According to Aurobindo, the acquired portfolio raked in sales of about $1.2 billion for 2017, higher than the $1 billion the deal could eventually be worth if performance-related payments are added. But ODDO BHF analyst Pierre Corby reminded investors in a Thursday note that “the assets sold are on a steady downtrend” of about 10% to 20% each quarter. So, for Novartis, it was better to sell as soon as possible rather than shopping around for a better price.
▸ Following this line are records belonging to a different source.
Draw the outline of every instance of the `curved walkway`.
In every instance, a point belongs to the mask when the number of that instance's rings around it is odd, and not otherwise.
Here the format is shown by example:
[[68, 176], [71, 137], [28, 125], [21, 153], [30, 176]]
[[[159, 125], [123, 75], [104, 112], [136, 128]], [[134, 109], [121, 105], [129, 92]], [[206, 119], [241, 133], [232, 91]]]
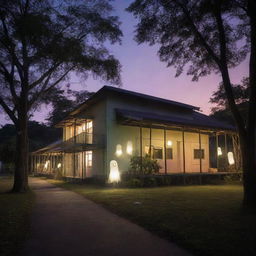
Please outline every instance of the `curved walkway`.
[[74, 192], [31, 178], [37, 202], [24, 256], [188, 256]]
RELATED: Novartis finally unloads 300 troubled U.S. generics to India’s Aurobindo for $1B

Indeed, due at least in part to increased pricing pressure that has wreaked havoc across the entire U.S. generics industry, Novartis’ U.S. Sandoz business has been suffering. In 2017, sales from the sector declined 12% at constant exchange rate, a trend that continued with a further 17% decrease in the first half of 2018, to $1.4 billion.

Offloading some generics allows Novartis to focus on differentiated, difficult-to-make generics and biosimilars—translation, less competition—as well as markets outside of the U.S.

Even Aurobindo recognizes the bumpy road ahead, expecting sales from the franchise for the first 12 months after deal closing at $900 million, on par with the immediate cash payment.

Mylan and Teva of course faces the same U.S. pricing pressure as Novartis. Mylan, for example, reported price erosion of its U.S. generics products in the high-single-digits in 2017.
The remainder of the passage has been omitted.